Temiz ve güvenli elektrik üreten nükleer enerjinin kullanımı, pandemi sonrası ülke ekonomilerinin canlandırılması ve teknolojik gelişimde de artık daha önemli görülüyor. Bununla beraber pek çok ülkede halen enerji politikalarını gerçeklerden ziyade korkular yönlendiriyor. İnsanların duyduğu korku, nükleerin hidroelektrikten sonra dünyadaki en büyük ikinci düşük karbonlu elektrik kaynağı olmasına rağmen, “temiz enerji” tartışmasının dışında bırakılmasının önemli nedenlerinden biri. Bill Gates’in nükleer enerjinin iklim değişikliğine bir çözüm olup olmadığı sorulduğunda verdiği, “İnsanlar rasyonel olsaydı, evet” yanıtı, aslında nükleer enerjinin yaşadığı algı sorununu ortaya koyuyor. Hollywood’un nükleer ile ilgili çektiği sayısız film, Godzilla gibi canavarlar, Kaptan Atom gibi radyoaktif süper kahramanlar, nefes kesen sansasyonel haberler; negatif nükleer algısını oluşturan önemli unsurlar arasında.

“Korkuları gidermenin tek yolu, bilimsel gerçekleri kabul etmektir”

Nükleer enerji ile ilgili pek çok şehir efsanesi bulunduğuna dikkat çeken İstanbul Teknik Üniversitesi (İTÜ) Enerji Enstitüsü Müdür Yardımcısı Dr.
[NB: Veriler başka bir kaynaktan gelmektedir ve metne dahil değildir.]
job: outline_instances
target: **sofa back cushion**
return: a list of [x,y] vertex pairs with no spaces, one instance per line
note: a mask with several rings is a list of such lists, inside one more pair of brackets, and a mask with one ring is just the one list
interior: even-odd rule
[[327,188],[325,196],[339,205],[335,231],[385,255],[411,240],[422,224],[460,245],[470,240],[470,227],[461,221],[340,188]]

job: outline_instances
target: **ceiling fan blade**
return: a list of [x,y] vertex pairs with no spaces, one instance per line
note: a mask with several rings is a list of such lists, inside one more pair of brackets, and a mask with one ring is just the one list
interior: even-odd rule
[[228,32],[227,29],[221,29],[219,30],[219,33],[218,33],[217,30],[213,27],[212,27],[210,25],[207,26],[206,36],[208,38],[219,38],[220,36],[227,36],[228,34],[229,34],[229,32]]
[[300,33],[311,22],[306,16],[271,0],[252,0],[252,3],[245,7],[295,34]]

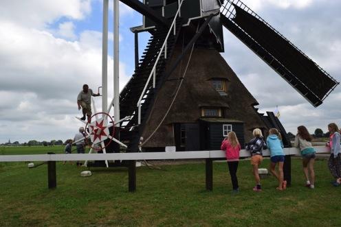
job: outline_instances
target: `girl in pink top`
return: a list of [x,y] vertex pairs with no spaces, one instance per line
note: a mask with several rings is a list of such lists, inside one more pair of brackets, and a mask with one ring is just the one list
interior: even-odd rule
[[228,134],[228,137],[225,138],[221,143],[220,149],[226,152],[228,170],[232,182],[233,192],[237,193],[239,186],[238,185],[238,179],[236,178],[236,170],[239,163],[241,145],[234,132],[230,132]]

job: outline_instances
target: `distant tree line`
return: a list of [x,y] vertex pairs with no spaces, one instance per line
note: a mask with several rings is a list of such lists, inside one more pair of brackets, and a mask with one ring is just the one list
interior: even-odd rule
[[[292,134],[290,132],[287,133],[287,135],[290,139],[295,138],[295,134]],[[322,129],[316,128],[311,136],[314,138],[329,138],[329,132],[323,132],[323,130]]]
[[36,140],[32,140],[29,141],[28,142],[25,142],[23,143],[20,143],[19,141],[14,141],[13,143],[1,143],[0,145],[5,145],[5,146],[54,146],[54,145],[65,145],[66,144],[66,141],[63,141],[61,139],[59,139],[58,141],[56,140],[52,140],[51,141],[37,141]]

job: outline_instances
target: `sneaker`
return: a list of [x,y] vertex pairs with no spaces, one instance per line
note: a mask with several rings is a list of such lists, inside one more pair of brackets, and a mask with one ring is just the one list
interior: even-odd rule
[[282,183],[282,187],[283,188],[283,190],[287,189],[287,180],[283,180],[283,182]]
[[258,189],[256,186],[254,187],[252,190],[254,190],[254,191],[262,191],[262,189]]

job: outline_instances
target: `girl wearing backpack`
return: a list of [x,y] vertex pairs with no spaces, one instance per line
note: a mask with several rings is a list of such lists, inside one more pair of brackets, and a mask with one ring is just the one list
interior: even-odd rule
[[302,154],[303,172],[305,173],[305,178],[307,179],[305,186],[314,189],[315,182],[314,163],[315,162],[315,158],[316,157],[315,155],[316,151],[311,145],[311,136],[305,126],[301,126],[297,128],[297,135],[295,138],[294,146],[300,149]]
[[328,130],[330,132],[329,142],[327,145],[330,147],[331,156],[328,160],[328,167],[331,175],[335,178],[336,181],[332,184],[335,187],[341,184],[341,148],[340,145],[340,135],[339,128],[335,123],[328,125]]

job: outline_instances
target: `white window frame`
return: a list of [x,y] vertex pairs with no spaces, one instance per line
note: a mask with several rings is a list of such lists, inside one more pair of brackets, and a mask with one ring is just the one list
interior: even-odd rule
[[231,124],[224,124],[223,125],[223,136],[227,136],[230,132],[232,131],[232,125]]

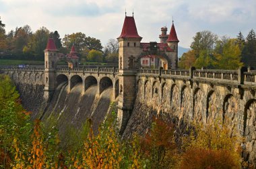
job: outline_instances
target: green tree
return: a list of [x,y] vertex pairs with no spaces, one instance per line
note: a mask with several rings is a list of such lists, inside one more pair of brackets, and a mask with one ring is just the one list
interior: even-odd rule
[[87,56],[87,60],[90,62],[102,62],[102,53],[95,50],[92,50]]
[[43,60],[44,50],[47,45],[49,38],[49,31],[46,27],[42,27],[33,34],[24,52],[29,52],[38,60]]
[[218,61],[220,57],[221,56],[220,56],[220,54],[208,54],[207,50],[201,50],[193,66],[197,68],[201,68],[202,67],[214,68],[216,68]]
[[50,38],[53,38],[54,42],[56,45],[56,48],[57,49],[59,49],[62,47],[61,38],[60,38],[60,36],[57,31],[55,31],[54,32],[51,32],[49,36]]
[[69,49],[69,51],[73,44],[79,54],[86,48],[86,34],[82,32],[73,33],[72,34],[66,34],[62,40],[63,47]]
[[218,40],[218,36],[210,31],[205,30],[197,32],[193,39],[190,48],[195,51],[195,56],[198,58],[202,50],[209,54],[212,53],[215,43]]
[[103,50],[103,56],[108,62],[118,62],[118,42],[110,39]]
[[86,38],[84,44],[85,47],[89,50],[102,51],[103,48],[100,40],[90,36]]
[[179,67],[181,68],[189,69],[195,62],[195,51],[191,50],[184,53],[179,62]]
[[249,32],[246,40],[247,51],[249,54],[254,54],[256,52],[256,34],[253,29]]
[[5,26],[0,17],[0,52],[7,48]]

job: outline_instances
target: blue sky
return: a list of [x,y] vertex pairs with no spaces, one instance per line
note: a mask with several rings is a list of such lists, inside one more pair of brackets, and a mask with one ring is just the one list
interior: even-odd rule
[[197,32],[210,30],[220,36],[246,36],[256,31],[256,0],[0,0],[0,17],[8,32],[29,25],[65,34],[82,32],[103,46],[121,32],[125,9],[134,17],[142,42],[158,41],[161,27],[170,30],[172,18],[180,40],[189,48]]

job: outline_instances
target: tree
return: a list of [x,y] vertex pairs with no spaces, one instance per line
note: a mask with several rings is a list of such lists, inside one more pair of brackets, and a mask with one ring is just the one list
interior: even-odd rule
[[43,60],[44,50],[46,47],[49,38],[49,31],[46,27],[42,27],[33,34],[24,52],[30,53],[39,60]]
[[108,62],[118,62],[118,50],[117,40],[110,39],[103,50],[105,60]]
[[254,54],[256,51],[256,34],[253,29],[249,32],[246,40],[248,52]]
[[205,67],[206,68],[214,68],[218,65],[218,62],[221,56],[216,54],[208,54],[207,50],[200,51],[198,58],[195,62],[194,66],[197,68]]
[[184,53],[179,62],[179,67],[181,68],[189,69],[195,62],[195,51],[191,50]]
[[85,47],[89,50],[102,51],[103,48],[100,40],[90,36],[85,38],[84,44]]
[[236,39],[230,39],[223,46],[223,52],[219,60],[218,68],[238,69],[243,66],[241,50]]
[[72,45],[75,46],[75,49],[79,54],[86,48],[86,34],[82,32],[73,33],[71,35],[65,35],[64,38],[62,40],[63,47],[71,49]]
[[59,38],[60,36],[57,31],[55,31],[54,32],[51,32],[49,36],[50,38],[53,38],[54,42],[56,45],[56,48],[57,49],[59,49],[62,47],[61,38]]
[[[194,124],[183,138],[185,152],[180,168],[241,168],[241,137],[222,121]],[[231,136],[232,135],[232,136]]]
[[201,50],[212,53],[214,44],[218,40],[218,36],[210,31],[205,30],[197,32],[193,39],[193,42],[190,48],[195,50],[195,56],[198,58]]
[[102,53],[95,50],[92,50],[87,56],[87,60],[90,62],[102,62]]
[[0,52],[7,48],[5,26],[0,17]]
Senem Şentürk Lüle, insanların nükleer enerji ile ilgili korku ve endişelerinin de bilgi eksikliğinden kaynaklandığının altını çizdi. Lüle, “Nükleer enerji ve nükleer santraller konusunda bilinçli olmak, nükleer teknoloji hakkında araştırma yapmak, bilgi sahibi olmak çok önemli. İnsanlar bilmedikleri şeyden korkar ve tedirgin olurlar. Doğru cevapları bulabilmek için bilimsel verilere güvenmek gerekir. Korkuları gidermenin tek yolu, bilimsel gerçekleri kabul etmektir” diye konuştu.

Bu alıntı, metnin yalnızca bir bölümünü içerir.